Mini film, spots radio et défis sur Snapchat et TikTok

Une étude menée par Kantar et Santé publique France relève néanmoins que les recommandations d’activité physique pour les plus jeunes et adolescents “sont peu connues”. “En outre, la perception d’un niveau d’activité physique qui serait suffisant est fréquente, perception qui se fonde sur des critères non objectifs”, relèvent également les auteurs de l’étude.

Dans un souci de médiatisation de cette campagne, l’agence de santé publique va diffuser durant tout le mois de septembre un mini-film ayant pour objectif de valoriser les efforts de parents qui souhaitent que leurs enfants pratiquent une activité physique, quelle que soit son intensité.

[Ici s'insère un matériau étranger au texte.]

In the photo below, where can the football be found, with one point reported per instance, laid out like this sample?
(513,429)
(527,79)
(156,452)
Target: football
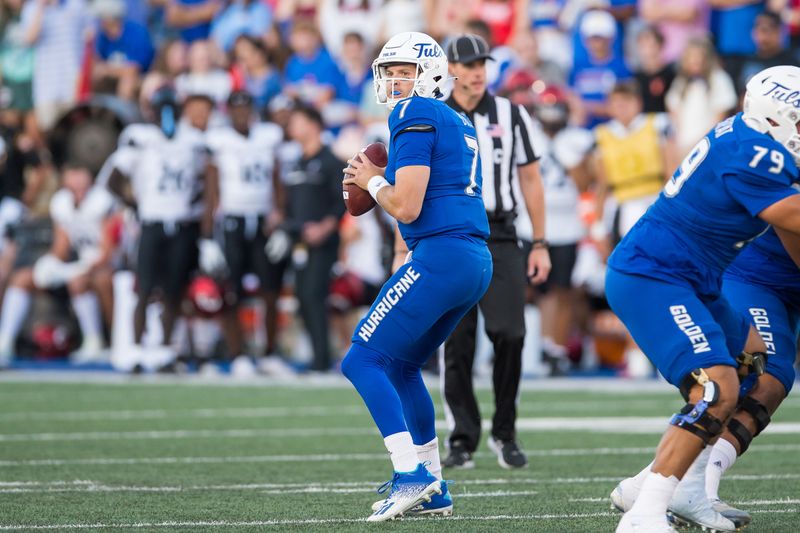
(357,200)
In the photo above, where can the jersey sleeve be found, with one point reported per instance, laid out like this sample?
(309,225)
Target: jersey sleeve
(128,148)
(762,176)
(523,136)
(414,148)
(413,132)
(412,114)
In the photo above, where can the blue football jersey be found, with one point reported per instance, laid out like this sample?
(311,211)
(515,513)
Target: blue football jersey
(708,212)
(766,262)
(429,133)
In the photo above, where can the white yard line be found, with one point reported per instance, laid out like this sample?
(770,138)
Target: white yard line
(619,425)
(310,522)
(314,521)
(152,414)
(12,487)
(604,404)
(281,458)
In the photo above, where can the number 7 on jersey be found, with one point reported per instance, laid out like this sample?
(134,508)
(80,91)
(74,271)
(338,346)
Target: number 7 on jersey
(472,144)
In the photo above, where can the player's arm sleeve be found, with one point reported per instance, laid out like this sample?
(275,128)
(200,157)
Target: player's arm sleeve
(414,148)
(756,189)
(523,136)
(336,206)
(413,133)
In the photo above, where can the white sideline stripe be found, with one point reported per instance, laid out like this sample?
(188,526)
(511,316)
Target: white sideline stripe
(317,521)
(784,501)
(11,487)
(188,434)
(621,425)
(321,490)
(155,414)
(298,458)
(311,521)
(269,412)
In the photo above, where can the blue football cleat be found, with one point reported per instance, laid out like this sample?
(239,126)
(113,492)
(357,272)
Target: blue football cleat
(440,504)
(408,490)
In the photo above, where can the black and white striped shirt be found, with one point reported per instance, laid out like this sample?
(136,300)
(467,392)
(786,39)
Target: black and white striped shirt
(505,133)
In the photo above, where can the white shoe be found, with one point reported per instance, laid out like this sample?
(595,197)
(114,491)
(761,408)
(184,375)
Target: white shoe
(243,367)
(91,351)
(274,365)
(644,524)
(408,489)
(739,518)
(691,506)
(624,495)
(208,369)
(6,354)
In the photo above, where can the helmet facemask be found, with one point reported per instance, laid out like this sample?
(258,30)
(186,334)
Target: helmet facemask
(412,49)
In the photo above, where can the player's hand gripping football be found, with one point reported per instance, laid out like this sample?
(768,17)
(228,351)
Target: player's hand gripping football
(359,172)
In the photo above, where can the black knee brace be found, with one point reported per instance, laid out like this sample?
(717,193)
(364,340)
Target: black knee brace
(751,363)
(760,415)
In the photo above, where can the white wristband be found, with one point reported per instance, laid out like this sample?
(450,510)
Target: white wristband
(375,184)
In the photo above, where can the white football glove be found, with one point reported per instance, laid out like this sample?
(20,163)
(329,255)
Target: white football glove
(212,259)
(50,272)
(278,245)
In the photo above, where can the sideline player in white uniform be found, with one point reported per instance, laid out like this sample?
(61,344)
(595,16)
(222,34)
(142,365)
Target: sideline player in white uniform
(244,171)
(80,214)
(564,164)
(159,169)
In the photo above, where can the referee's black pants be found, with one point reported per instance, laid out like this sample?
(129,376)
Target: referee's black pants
(312,286)
(503,308)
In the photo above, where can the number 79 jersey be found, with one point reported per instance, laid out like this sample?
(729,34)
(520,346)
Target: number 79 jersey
(429,133)
(709,210)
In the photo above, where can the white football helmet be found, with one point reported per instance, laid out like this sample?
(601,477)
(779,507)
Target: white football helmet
(772,105)
(414,48)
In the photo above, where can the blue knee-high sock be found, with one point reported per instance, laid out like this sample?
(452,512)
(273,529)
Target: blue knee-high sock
(366,369)
(416,400)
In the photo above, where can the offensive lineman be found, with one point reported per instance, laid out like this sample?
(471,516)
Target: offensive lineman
(734,183)
(763,283)
(432,186)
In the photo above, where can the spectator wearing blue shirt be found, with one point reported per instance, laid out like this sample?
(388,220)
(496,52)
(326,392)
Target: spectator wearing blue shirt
(192,18)
(124,50)
(311,75)
(261,80)
(241,17)
(731,24)
(595,75)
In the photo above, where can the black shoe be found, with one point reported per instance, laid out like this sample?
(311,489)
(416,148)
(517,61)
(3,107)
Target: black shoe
(508,453)
(458,457)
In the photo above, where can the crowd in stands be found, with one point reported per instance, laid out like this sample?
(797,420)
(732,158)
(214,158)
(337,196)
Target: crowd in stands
(621,91)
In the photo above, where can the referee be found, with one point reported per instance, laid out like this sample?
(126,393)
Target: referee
(504,139)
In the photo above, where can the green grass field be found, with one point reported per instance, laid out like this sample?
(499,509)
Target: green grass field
(219,457)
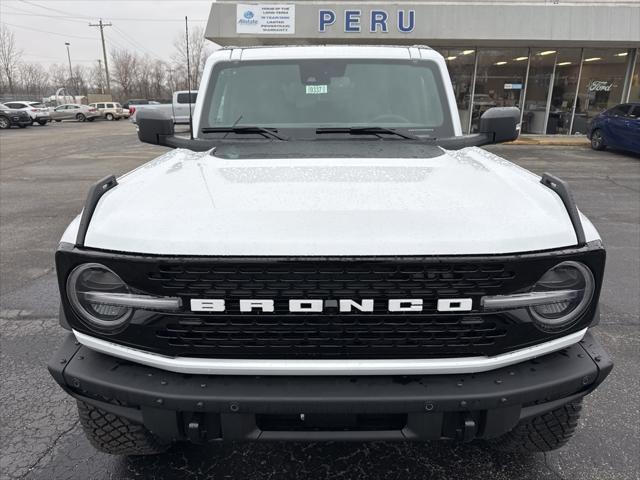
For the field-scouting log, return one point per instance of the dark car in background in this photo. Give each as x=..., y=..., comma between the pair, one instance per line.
x=618, y=127
x=135, y=101
x=11, y=116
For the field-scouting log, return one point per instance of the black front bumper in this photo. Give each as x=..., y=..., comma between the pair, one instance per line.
x=205, y=407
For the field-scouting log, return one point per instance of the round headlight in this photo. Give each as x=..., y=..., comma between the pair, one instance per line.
x=91, y=278
x=576, y=281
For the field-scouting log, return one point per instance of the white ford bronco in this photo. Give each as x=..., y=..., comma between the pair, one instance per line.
x=329, y=258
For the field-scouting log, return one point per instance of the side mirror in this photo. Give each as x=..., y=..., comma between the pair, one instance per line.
x=154, y=127
x=501, y=124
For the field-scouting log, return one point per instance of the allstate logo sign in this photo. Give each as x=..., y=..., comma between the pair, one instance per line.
x=248, y=18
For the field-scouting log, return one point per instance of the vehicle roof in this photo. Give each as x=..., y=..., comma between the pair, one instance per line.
x=330, y=51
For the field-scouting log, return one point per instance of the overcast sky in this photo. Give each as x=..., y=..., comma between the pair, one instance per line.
x=41, y=27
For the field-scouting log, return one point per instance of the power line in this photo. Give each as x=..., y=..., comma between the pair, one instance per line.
x=50, y=33
x=119, y=19
x=135, y=43
x=24, y=13
x=34, y=4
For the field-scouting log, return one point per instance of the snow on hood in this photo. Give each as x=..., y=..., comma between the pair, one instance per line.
x=459, y=202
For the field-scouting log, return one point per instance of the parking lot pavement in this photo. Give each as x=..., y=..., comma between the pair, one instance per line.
x=44, y=176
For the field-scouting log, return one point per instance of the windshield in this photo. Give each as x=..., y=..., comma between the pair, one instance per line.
x=328, y=93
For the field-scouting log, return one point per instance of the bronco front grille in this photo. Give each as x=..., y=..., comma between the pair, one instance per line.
x=329, y=281
x=330, y=334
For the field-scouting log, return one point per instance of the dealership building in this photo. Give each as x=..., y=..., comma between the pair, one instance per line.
x=561, y=62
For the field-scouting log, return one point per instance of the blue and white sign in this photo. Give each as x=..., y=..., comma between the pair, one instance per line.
x=263, y=18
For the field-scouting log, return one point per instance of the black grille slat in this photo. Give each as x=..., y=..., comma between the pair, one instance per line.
x=330, y=334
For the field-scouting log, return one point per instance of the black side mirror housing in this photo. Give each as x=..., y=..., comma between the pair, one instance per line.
x=154, y=127
x=157, y=128
x=501, y=124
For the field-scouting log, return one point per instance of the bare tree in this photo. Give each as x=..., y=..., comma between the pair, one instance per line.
x=124, y=65
x=158, y=79
x=34, y=80
x=9, y=56
x=198, y=50
x=96, y=77
x=143, y=78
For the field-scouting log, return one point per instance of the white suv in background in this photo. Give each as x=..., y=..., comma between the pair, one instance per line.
x=111, y=110
x=38, y=111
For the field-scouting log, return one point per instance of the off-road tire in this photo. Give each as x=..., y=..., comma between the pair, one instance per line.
x=543, y=433
x=597, y=140
x=116, y=435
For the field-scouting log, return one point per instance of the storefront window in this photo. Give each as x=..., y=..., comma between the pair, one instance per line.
x=563, y=95
x=634, y=94
x=460, y=62
x=537, y=94
x=499, y=80
x=601, y=84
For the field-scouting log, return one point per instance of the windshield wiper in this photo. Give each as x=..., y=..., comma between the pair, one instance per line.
x=265, y=132
x=367, y=131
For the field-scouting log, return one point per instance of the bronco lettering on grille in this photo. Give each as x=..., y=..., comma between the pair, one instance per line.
x=344, y=305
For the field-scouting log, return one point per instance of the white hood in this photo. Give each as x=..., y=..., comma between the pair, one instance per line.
x=461, y=202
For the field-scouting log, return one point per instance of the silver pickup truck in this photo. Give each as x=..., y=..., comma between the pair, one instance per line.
x=329, y=258
x=178, y=109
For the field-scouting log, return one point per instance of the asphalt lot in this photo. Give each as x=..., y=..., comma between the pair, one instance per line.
x=44, y=176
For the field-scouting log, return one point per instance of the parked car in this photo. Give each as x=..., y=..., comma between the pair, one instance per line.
x=38, y=112
x=110, y=110
x=618, y=127
x=13, y=116
x=178, y=109
x=376, y=277
x=135, y=101
x=76, y=111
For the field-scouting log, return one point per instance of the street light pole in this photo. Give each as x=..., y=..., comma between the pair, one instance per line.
x=70, y=70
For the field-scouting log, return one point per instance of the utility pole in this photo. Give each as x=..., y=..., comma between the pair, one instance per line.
x=70, y=70
x=101, y=82
x=101, y=24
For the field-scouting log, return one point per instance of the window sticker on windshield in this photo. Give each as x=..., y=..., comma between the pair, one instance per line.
x=316, y=89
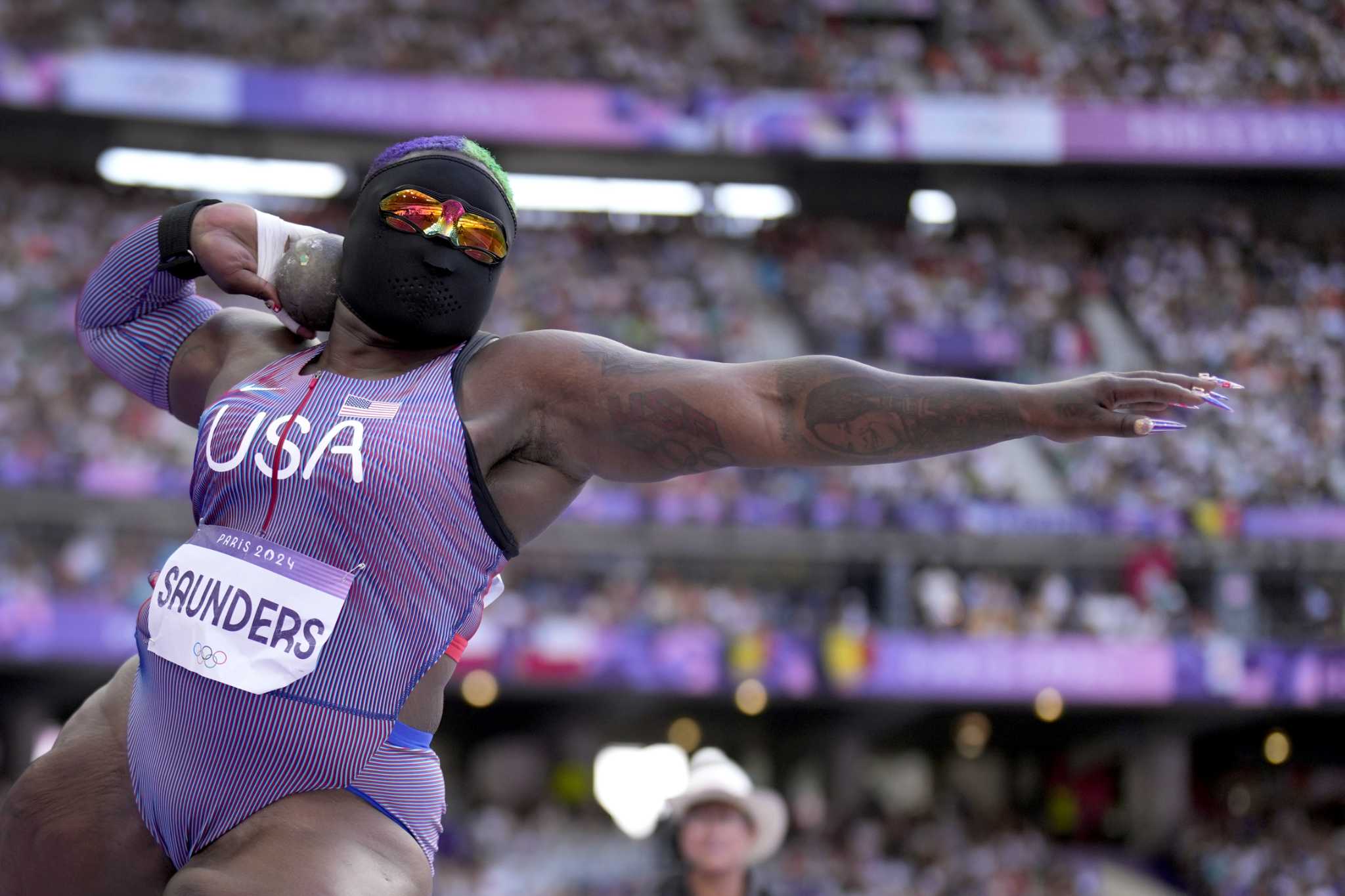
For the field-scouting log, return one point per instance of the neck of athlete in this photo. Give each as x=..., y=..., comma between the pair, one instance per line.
x=354, y=350
x=731, y=883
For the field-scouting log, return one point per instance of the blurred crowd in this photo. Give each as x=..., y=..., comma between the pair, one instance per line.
x=572, y=855
x=1287, y=853
x=1199, y=50
x=1145, y=599
x=1224, y=295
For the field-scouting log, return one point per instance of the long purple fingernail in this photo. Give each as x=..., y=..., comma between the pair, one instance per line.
x=1220, y=381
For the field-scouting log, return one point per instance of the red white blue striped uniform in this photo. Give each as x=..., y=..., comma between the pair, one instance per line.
x=399, y=494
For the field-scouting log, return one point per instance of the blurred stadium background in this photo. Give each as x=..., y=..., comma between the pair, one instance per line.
x=1107, y=668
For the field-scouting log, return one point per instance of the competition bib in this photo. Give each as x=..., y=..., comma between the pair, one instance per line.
x=244, y=610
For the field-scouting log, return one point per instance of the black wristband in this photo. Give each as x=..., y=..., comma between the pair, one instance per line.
x=175, y=253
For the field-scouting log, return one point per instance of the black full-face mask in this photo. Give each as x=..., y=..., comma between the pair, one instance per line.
x=423, y=293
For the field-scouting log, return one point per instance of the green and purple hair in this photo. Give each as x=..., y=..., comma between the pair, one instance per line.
x=450, y=142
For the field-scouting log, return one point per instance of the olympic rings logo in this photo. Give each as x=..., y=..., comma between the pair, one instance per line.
x=208, y=657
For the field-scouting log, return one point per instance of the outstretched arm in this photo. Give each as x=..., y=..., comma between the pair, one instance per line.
x=598, y=408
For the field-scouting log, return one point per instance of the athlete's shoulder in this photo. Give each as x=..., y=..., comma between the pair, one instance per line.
x=219, y=352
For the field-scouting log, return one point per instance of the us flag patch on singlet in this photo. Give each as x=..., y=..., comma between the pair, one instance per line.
x=357, y=406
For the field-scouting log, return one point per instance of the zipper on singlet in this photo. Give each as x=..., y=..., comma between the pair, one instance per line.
x=280, y=446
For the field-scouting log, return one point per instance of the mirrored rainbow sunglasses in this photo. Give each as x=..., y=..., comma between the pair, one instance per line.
x=412, y=211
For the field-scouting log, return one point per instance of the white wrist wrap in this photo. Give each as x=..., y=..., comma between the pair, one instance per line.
x=273, y=237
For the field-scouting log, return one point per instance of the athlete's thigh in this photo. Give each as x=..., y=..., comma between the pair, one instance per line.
x=327, y=843
x=69, y=825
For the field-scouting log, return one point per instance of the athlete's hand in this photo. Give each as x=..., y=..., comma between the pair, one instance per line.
x=223, y=240
x=1126, y=405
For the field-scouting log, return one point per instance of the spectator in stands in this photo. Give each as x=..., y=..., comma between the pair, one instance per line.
x=725, y=825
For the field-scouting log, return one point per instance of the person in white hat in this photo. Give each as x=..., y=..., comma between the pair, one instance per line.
x=725, y=825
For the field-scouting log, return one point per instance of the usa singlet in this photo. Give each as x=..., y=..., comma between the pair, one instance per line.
x=368, y=477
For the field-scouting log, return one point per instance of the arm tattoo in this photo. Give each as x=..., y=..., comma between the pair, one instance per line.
x=625, y=362
x=866, y=417
x=665, y=429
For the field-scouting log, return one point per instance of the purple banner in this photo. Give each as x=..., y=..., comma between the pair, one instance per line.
x=1038, y=131
x=1157, y=133
x=82, y=631
x=535, y=112
x=956, y=347
x=1319, y=523
x=1084, y=671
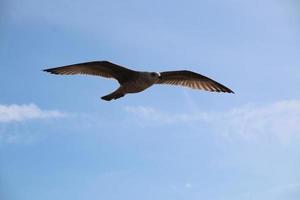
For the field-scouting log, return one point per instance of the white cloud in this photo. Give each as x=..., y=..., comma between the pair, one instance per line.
x=18, y=113
x=280, y=119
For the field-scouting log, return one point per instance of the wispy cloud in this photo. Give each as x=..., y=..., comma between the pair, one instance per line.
x=18, y=113
x=280, y=119
x=14, y=122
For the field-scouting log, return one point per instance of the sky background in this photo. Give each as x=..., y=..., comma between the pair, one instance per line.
x=58, y=140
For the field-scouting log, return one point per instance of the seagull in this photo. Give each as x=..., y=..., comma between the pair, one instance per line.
x=132, y=81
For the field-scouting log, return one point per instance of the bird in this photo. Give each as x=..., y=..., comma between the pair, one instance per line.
x=132, y=81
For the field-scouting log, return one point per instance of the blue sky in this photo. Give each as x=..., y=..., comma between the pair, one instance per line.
x=58, y=140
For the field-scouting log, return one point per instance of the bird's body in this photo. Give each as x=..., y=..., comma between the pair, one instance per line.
x=132, y=81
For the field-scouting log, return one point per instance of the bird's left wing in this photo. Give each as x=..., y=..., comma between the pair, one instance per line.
x=192, y=80
x=97, y=68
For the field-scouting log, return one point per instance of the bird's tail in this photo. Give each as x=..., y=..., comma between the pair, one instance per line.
x=114, y=95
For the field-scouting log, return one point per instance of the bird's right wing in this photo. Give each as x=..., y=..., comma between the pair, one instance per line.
x=97, y=68
x=192, y=80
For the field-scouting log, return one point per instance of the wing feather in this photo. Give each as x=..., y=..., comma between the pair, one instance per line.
x=193, y=80
x=97, y=68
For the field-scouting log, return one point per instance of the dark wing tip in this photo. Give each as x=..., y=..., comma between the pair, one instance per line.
x=51, y=71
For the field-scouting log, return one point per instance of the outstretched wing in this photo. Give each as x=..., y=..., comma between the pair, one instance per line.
x=192, y=80
x=97, y=68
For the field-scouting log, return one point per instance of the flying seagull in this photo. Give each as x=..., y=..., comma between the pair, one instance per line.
x=132, y=81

Plusieurs spots radio doivent également compléter cette campagne et renvoyer sur le site mangerbouger.fr où un test peut permettre d’évaluer le niveau d’activité physique de leurs adolescents mais aussi une page où des conseils et astuces leur sont communiqués pour les faire bouger.

La campagne d’octobre sera également très présente sur les réseaux sociaux plébiscités par les adolescents à savoir Snapchat et TikTok et prendra la forme de défis d’activité physique à relever, parfois mêmes lancés par des personnalités appréciées par les adolescents.